JUST before Patrick Flinders headed out on the expedition to the Arctic Circle he and his father posted a short film on the internet to express his excitement over the ''fantastic'' trip.
The 16-year-old, like his friends, Horatio Chapple and Scott Smith, both 17, dreamed of experiencing raw nature and were particularly excited about seeing polar bears in their natural habitat.
However, it was the brutality of the wilderness they had to face after their group was attacked by the world's biggest land carnivore.
A 2.1-metre, 254-kilogram bear rampaged through their camp on Friday, ignoring traps designed to keep it at bay. By the time it was shot, Horatio, an Eton schoolboy, was dead and Patrick, from Jersey, and Scott along with their two guides were seriously injured.
Patrick survived by punching the bear repeatedly on the nose.
Police who arrived by helicopter found the group in shock, the bloody carcass of the bear still lying among the tents and the injured.
The injured have undergone surgery and are recovering in hospital.
The victims were part of a group of 80 that landed last month on the Norwegian arctic island of Spitsbergen, home to more than 3000 polar bears.
Michael Reid sustained injuries to his face and neck in the incident and remained in hospital today, along with fellow leader Andrew Ruck, 27, Patrick Flinders, 16, and Scott Bennell-Smith, 17, who also underwent treatment overnight.
Mr Ruck's and Mr Reid's injuries were described as severe, while Scott and Patrick sustained less serious injuries. All were stable after operations.
The five men and boys attacked were part of a group travelling on a British Schools Exploring Society (BSES) expedition, which was camped on the Von Postbreen glacier near Longyearbyen on Svalbard, north of the Norwegian mainland.
Peter Reid described his shock when the BSES called him on Friday to inform him of the incident in which Horatio, from near Salisbury in Wiltshire, died.

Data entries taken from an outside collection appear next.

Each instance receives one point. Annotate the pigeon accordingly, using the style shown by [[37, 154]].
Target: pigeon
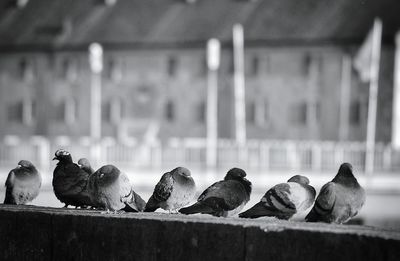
[[175, 190], [284, 200], [224, 198], [70, 181], [22, 184], [84, 164], [339, 200], [110, 189]]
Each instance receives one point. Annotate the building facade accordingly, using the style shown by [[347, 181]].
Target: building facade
[[156, 84]]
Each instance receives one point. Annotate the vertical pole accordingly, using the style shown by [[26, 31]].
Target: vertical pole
[[239, 85], [373, 95], [312, 121], [345, 87], [396, 97], [96, 66], [213, 61]]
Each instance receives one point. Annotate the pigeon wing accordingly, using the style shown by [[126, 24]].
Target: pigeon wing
[[164, 187], [224, 195], [326, 199]]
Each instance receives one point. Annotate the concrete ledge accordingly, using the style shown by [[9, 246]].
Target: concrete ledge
[[37, 233]]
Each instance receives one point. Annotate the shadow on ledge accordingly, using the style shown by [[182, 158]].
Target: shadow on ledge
[[38, 233]]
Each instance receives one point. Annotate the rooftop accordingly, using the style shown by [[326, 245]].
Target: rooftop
[[138, 23]]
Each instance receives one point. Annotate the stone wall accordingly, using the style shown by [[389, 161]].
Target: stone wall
[[37, 233]]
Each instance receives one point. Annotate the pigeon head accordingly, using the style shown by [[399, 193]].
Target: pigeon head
[[107, 174], [239, 175], [182, 171], [84, 162], [25, 164], [299, 179], [235, 173], [63, 155], [345, 174]]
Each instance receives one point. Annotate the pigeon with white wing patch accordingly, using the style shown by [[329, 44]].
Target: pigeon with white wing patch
[[284, 200]]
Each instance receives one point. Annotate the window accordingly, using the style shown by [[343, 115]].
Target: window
[[69, 70], [299, 113], [70, 111], [116, 110], [113, 70], [306, 63], [201, 112], [254, 65], [15, 112], [262, 112], [172, 66], [106, 112], [25, 70], [66, 111], [251, 112], [355, 113], [169, 111]]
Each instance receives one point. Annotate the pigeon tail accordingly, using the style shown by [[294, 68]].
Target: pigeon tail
[[151, 205], [197, 208], [136, 204], [258, 210], [312, 216]]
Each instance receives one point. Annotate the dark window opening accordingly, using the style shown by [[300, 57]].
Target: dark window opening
[[201, 112], [15, 112], [169, 111], [355, 113], [172, 66], [251, 112], [299, 113], [254, 66]]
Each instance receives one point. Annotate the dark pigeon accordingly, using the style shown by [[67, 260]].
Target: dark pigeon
[[223, 198], [70, 181], [339, 200], [175, 190], [22, 184], [85, 165], [111, 189], [284, 200]]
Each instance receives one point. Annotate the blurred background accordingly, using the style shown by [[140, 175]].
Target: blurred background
[[275, 87]]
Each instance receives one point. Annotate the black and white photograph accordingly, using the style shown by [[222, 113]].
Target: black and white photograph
[[200, 130]]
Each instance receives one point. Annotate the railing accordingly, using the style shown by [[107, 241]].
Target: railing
[[262, 155]]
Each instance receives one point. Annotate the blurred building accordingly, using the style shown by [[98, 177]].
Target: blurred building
[[155, 74]]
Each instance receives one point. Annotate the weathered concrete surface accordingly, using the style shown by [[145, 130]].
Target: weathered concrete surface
[[37, 233]]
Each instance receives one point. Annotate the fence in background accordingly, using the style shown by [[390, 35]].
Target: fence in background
[[257, 155]]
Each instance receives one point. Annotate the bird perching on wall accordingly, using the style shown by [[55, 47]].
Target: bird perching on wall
[[224, 198], [176, 189], [70, 181], [84, 164], [284, 200], [111, 189], [22, 184], [339, 200]]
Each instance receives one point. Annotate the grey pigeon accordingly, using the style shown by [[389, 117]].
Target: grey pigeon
[[110, 189], [70, 181], [84, 164], [22, 184], [284, 199], [339, 200], [175, 190], [224, 198]]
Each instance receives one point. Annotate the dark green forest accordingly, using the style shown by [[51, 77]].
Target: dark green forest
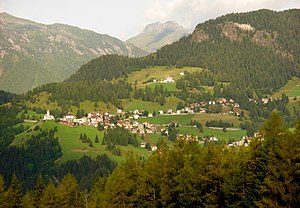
[[264, 174], [239, 64]]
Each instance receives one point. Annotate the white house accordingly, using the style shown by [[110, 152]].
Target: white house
[[48, 117], [69, 116], [168, 79], [153, 148], [143, 144]]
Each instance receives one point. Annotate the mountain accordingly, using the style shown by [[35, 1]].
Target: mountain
[[32, 54], [242, 49], [157, 35]]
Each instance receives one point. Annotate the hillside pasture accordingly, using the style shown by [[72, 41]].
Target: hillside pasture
[[291, 89], [203, 117], [158, 73], [135, 104], [73, 147], [182, 119]]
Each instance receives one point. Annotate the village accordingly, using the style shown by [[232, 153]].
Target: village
[[129, 121]]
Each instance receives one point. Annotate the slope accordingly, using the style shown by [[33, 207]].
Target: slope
[[157, 35], [32, 54]]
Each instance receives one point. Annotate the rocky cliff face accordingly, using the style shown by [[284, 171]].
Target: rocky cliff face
[[32, 54]]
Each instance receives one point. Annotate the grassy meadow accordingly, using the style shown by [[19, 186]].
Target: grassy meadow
[[291, 89]]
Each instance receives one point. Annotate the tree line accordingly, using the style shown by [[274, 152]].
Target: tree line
[[266, 173]]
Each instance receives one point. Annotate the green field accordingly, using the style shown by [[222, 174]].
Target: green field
[[291, 89], [166, 119], [220, 134], [89, 106], [168, 86], [158, 72], [72, 146], [203, 117], [150, 106]]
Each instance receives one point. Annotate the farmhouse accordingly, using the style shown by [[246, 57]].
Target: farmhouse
[[48, 117], [168, 79]]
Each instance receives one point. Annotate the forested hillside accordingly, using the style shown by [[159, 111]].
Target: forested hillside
[[32, 54], [243, 49]]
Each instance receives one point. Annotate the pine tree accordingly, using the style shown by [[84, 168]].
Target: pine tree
[[96, 139], [14, 193], [49, 198], [2, 193], [68, 192], [90, 143], [38, 191], [97, 196]]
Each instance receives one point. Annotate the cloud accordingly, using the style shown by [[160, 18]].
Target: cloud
[[191, 12]]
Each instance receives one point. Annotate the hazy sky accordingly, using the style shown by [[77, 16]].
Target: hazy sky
[[126, 18]]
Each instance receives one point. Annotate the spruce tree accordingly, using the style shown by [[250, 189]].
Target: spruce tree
[[2, 193], [14, 193], [38, 190], [96, 139]]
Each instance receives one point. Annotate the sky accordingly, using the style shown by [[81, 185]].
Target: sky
[[126, 18]]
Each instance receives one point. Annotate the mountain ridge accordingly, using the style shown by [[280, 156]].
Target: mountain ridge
[[32, 54], [157, 35]]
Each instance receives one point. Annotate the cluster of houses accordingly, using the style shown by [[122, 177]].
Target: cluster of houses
[[167, 79], [244, 141]]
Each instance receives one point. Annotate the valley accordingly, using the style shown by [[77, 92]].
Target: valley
[[209, 120]]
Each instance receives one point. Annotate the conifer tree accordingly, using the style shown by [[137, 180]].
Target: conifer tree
[[2, 193], [96, 139], [49, 198], [68, 192], [38, 190], [14, 193]]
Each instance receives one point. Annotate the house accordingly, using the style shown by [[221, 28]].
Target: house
[[48, 117], [81, 121], [69, 116], [153, 148], [168, 79], [143, 144]]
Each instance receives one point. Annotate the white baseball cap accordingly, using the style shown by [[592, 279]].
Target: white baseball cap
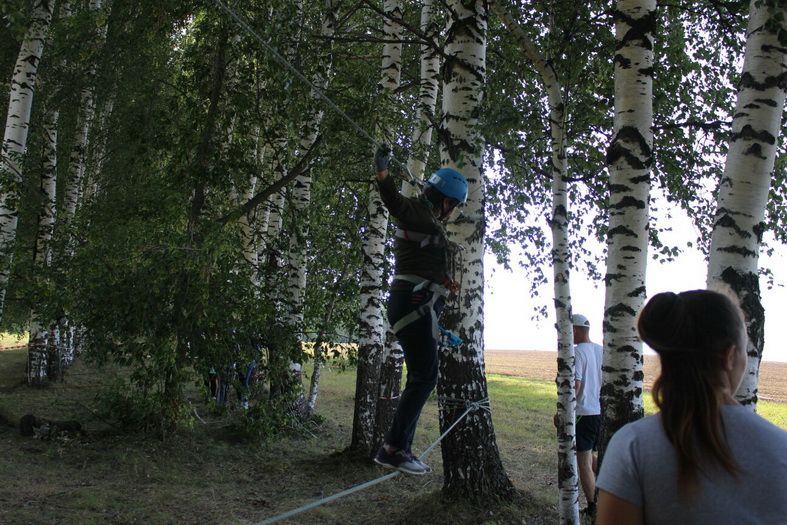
[[580, 320]]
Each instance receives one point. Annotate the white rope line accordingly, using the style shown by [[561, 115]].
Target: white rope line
[[482, 404]]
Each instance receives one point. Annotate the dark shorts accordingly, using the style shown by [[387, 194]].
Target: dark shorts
[[588, 429]]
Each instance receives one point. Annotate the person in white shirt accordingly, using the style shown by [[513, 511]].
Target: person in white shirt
[[703, 458], [588, 359]]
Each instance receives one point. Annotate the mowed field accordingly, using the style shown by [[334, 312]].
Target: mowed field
[[542, 366]]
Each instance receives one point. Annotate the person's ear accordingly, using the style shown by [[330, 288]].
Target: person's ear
[[730, 355]]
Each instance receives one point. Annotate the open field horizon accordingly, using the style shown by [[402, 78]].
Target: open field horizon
[[541, 365]]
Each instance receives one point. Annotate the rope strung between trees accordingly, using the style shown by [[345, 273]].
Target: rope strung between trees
[[482, 404]]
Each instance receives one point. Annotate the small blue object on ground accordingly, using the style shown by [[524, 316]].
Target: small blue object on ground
[[402, 461]]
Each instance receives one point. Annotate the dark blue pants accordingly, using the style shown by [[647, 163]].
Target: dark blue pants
[[420, 356]]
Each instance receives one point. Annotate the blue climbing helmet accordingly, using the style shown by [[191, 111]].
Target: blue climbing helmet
[[450, 183]]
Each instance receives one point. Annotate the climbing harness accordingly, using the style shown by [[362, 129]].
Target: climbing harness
[[421, 284], [423, 239], [481, 404]]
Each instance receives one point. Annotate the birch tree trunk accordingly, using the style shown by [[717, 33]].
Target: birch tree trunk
[[77, 162], [39, 341], [300, 194], [629, 158], [371, 326], [319, 353], [568, 478], [739, 222], [471, 459], [20, 102], [393, 356]]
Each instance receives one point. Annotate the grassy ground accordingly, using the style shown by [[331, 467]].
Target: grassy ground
[[207, 475]]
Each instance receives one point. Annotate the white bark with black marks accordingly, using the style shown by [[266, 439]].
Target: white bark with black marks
[[739, 222], [568, 477], [629, 159], [300, 196], [421, 138], [39, 334], [20, 103], [78, 160], [371, 325], [471, 460]]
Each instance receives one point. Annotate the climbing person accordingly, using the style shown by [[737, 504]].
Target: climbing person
[[703, 458], [421, 284], [588, 357]]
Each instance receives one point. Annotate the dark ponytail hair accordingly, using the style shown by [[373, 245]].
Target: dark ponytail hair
[[691, 332]]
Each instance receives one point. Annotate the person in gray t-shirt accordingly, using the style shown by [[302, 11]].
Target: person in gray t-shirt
[[704, 458]]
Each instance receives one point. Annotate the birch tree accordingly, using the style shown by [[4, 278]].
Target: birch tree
[[471, 459], [300, 194], [39, 341], [739, 221], [629, 159], [20, 103], [568, 480], [371, 337], [78, 157]]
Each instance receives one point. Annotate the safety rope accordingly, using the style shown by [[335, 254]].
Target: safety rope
[[482, 404]]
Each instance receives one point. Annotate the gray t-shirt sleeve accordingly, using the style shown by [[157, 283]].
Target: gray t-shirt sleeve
[[619, 470], [580, 364]]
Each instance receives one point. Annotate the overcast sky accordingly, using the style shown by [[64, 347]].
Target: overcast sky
[[509, 308]]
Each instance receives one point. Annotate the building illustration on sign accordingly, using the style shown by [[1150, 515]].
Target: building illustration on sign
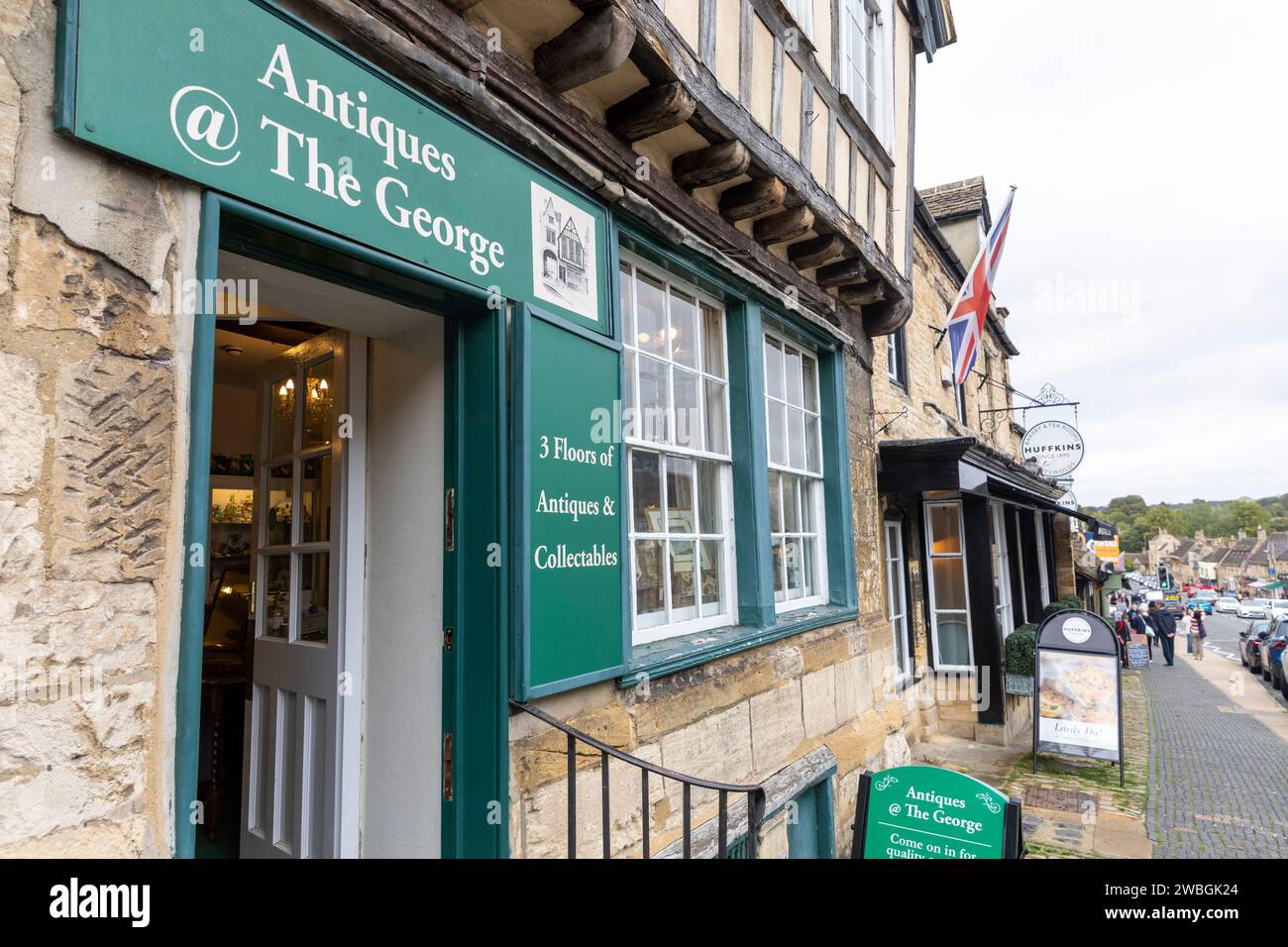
[[563, 254]]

"We were very anxious," he said. "We're upset, but there's a family in Wiltshire with a 17-year-old son who's been killed and we can't imagine the grief they're going through."
On hearing that his son had shot the bear, he felt a "mixture of anxiety and pride", he said.
His son, who lives in London and works as an events co-ordinator for the Royal Geographical Society, spoke warmly of Horatio in his email, he added.
Michael Reid described the schoolboy as "one of the best members of our group" and wrote "I am so devastated".
Hospital staff said it was hoped the survivors could be transferred to a hospital in the UK as soon as possible.
Jane Owen, the British ambassador to Norway, has visited the four survivors and said they were "all bearing up well".<
She said: "It's clearly a priority to get them home as soon as possible. They're receiving extremely good treatment here at the hospital in Tromso.
"We are working with the hospital authorities to establish when will be the right time to arrange for them to be medevaced (given a medical evacuation) back to the UK so that they can be with their families as they go through the recovery process.
"Our priority is obviously to support those involved and respect families' need for privacy at this very difficult time.